The objective of this discussion is to identify successful agroecological farming practices, and exchange knowledge and experiences among involved stakeholders. We encourage individual farmers, farmer organizations, extension services, NGOs, researchers and every individual interested in agroecology to participate in the upcoming discussions and share your practices which have given positive results.

We would like to start with an introductory post from 23-Jan-2017 to 10-Feb-2017 in order to ensure a common understanding of agroecology, offer the opportunity to get familiar with the topic and ask questions to our technical experts.
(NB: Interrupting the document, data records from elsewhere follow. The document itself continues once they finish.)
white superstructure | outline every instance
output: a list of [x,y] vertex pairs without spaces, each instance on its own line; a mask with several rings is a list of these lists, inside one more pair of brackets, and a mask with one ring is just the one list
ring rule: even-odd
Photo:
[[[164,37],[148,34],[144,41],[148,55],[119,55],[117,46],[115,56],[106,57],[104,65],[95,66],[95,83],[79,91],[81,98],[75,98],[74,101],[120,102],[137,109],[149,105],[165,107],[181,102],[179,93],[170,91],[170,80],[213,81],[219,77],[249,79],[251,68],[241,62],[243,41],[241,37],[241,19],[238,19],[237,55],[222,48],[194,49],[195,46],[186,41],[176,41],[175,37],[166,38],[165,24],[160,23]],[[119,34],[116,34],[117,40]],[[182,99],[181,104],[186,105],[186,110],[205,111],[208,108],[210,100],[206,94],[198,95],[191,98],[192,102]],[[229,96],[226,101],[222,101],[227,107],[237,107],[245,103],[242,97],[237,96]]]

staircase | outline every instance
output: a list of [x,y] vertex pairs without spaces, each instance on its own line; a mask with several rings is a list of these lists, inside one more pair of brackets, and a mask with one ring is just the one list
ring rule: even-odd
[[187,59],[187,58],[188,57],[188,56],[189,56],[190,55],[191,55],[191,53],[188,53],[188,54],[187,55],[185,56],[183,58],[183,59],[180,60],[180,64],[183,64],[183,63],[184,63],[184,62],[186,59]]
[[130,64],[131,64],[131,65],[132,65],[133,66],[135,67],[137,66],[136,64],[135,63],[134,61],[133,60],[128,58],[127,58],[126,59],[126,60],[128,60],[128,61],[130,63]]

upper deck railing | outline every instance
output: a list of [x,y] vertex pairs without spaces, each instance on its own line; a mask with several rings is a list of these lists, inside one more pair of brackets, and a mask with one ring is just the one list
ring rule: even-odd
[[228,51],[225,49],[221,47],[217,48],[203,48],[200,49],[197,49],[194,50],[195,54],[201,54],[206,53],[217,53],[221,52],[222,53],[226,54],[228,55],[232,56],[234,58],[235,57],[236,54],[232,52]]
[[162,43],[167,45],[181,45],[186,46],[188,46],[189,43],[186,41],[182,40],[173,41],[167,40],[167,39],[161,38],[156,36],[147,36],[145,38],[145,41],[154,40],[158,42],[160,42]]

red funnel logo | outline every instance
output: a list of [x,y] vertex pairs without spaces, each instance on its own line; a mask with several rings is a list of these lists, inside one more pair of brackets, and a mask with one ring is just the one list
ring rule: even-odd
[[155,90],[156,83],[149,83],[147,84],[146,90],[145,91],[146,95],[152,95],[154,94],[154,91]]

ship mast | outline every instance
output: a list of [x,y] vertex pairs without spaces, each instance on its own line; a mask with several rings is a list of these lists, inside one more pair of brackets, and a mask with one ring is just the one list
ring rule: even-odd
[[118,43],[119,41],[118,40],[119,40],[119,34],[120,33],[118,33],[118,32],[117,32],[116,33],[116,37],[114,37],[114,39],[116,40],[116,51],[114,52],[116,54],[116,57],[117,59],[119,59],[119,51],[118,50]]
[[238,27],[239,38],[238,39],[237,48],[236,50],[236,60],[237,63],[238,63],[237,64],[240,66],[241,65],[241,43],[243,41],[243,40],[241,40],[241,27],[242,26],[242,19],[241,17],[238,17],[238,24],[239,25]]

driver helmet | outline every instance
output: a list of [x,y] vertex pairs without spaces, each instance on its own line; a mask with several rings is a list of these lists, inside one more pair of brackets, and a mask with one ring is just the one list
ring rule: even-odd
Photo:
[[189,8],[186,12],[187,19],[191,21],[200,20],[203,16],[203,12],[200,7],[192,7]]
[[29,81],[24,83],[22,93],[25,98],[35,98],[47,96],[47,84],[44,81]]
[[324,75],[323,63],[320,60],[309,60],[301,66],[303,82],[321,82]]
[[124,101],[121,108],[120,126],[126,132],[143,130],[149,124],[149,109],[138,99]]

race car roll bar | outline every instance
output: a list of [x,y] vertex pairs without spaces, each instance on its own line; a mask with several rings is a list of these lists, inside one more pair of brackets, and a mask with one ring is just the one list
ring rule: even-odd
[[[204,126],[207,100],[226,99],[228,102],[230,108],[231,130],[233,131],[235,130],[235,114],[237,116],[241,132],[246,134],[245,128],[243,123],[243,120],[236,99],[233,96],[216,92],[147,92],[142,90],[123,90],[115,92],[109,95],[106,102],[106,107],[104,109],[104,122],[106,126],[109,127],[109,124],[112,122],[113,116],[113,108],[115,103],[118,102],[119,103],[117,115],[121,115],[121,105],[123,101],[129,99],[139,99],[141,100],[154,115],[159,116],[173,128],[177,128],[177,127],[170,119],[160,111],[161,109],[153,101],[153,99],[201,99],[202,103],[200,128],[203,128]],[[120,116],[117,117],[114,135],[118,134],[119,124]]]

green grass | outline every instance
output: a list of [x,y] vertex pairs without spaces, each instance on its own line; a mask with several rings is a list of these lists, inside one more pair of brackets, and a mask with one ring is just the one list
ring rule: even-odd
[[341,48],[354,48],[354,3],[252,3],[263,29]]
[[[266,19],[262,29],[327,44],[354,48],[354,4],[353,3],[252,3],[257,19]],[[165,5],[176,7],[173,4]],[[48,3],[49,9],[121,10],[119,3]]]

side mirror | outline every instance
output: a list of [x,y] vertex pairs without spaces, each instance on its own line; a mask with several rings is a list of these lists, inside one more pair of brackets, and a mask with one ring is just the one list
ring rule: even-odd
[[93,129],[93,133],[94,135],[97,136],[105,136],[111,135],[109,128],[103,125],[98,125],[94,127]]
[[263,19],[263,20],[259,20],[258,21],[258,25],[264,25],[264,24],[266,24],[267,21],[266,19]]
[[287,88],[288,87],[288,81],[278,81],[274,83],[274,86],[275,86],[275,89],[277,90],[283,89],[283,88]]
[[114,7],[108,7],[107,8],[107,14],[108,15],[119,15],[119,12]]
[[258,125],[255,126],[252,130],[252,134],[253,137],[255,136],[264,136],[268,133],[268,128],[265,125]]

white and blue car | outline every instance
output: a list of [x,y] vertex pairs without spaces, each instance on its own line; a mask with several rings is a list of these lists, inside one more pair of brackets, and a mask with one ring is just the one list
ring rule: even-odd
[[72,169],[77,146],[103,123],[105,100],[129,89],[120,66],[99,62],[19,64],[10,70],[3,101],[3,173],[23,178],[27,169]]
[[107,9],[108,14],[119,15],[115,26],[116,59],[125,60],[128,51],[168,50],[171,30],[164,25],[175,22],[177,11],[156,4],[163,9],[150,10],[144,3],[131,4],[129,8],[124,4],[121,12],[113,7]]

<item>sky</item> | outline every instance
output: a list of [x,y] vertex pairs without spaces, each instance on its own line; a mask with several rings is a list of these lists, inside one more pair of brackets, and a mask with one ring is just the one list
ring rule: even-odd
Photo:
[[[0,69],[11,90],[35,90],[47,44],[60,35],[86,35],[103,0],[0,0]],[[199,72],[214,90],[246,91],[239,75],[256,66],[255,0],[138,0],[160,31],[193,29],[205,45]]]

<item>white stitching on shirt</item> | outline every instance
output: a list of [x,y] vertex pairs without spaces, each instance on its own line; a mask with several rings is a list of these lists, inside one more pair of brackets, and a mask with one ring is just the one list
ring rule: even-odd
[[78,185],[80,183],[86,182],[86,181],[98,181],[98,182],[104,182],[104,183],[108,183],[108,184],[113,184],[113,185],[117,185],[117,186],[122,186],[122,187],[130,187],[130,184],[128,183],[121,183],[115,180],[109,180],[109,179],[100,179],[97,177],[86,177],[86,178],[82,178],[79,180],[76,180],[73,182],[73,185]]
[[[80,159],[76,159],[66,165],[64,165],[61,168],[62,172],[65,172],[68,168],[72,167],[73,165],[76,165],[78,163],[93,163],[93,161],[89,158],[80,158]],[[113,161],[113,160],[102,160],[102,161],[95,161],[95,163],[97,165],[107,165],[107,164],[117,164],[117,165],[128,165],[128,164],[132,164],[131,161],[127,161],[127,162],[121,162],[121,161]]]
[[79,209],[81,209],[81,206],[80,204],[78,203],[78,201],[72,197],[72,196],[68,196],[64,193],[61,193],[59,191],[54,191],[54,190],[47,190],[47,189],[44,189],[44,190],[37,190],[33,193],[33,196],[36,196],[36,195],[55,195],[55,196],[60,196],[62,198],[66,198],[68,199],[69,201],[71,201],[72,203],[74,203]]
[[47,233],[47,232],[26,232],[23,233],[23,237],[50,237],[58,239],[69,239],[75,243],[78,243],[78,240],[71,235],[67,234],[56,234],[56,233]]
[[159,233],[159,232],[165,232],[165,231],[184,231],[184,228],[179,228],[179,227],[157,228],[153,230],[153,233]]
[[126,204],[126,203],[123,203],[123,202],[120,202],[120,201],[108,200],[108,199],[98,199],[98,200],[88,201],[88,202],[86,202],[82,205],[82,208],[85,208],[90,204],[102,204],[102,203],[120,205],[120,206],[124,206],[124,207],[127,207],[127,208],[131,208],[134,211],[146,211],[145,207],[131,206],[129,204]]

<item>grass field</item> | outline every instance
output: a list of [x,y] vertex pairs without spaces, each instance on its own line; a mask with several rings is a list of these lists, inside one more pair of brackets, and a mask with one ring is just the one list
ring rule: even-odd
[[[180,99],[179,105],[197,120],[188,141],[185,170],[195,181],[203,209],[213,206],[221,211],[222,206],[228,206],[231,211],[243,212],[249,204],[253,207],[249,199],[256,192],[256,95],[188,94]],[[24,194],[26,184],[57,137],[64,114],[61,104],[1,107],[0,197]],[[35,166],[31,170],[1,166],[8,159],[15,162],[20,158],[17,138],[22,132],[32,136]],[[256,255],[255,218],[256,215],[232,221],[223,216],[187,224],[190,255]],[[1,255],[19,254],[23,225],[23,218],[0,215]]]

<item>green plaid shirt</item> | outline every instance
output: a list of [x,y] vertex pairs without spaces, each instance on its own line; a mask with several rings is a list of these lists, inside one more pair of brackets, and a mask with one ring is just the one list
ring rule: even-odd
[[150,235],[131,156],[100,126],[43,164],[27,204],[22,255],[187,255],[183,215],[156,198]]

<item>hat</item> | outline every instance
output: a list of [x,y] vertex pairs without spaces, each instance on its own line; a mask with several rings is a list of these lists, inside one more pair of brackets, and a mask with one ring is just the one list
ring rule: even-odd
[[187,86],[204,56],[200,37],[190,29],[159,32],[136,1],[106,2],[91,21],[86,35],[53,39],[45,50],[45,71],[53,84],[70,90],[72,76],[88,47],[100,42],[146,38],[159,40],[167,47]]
This discussion will be structured along the following topics:

  • Need of sustainable farming and agroecology (available from 23 Jan)
  • Agroecology and sustainable agroecosystems (available from 25 Jan)
  • Elements of agroecology (available from 30 Jan)
  • Agroecological farmer practices (available from 1 Feb)

Upcoming discussions:

  1. Agroecology and soil fertility – 20 Feb, 2017 to 12 Mar, 2017
  2. Agroecology and nutrition – 20 Mar, 2017 to 10 Apr, 2017

We are happy to introduce our expert who will be able to answer your questions and share their experiences with us during this introductory discussion.

  • Carolina Starr, Biodiversity and Ecosystems Services, FAO
  • Mariane Carvalho Vidal, Empraba - Brazilian Agricultural Research Corporation, Ministry of Agriculture, Livestock and Food Supply
  • David Ardhian, Research Analyst, Bogor Agricultural University

In your first post on TECA, kindly introduce yourself and tell us something about your background (your occupation, your country). If you feel more comfortable to post your contributions in French or Spanish, we will try to translate or summarize your post in English. We are looking forward for your enriching contributions to the discussion on “Sustainable Farming through Agroecology”.

Hanna & Prachi


Disclaimer: Kindly note that the objective of this discussion is to identify and share farming practices. It is not a political debate on agroecology. The views expressed in the discussions do not necessarily represent FAO’s views.


Kanna Siripurapu's picture

The indigenous millets-based, mixed agro-ecological systems found mostly in the rainfed and semi-arid agro-climatic zones of India are not only resilient but also sustainable (socially, economically, institutionally and environmentally). These indigenous agro-ecological systems are however at the verge of extinction and confiend to only tribal dominated and remote regions of the sub-continent. Fortunately we had the opportunity to capture few stories about the farmers (mostly women) who have been practicing millets-based, mixed agriculture in remote villages of the eastern Indian state of Odisha. For more information you may please click the link: https://www.facebook.com/pg/Nirman-Odisha-587847788046670/photos/?tab=al...

Attached files: 

Thank you Kanna for sharing your practice on SRI techniques and Indigenous millets based mixed agro-ecological farming systems in Odisha, India. The success stories of implementation of these practices are indeed inspiring. If you are aware of more such practices illustrating the implementation of agroecological principles, it would be very nice to share them during this discussion. 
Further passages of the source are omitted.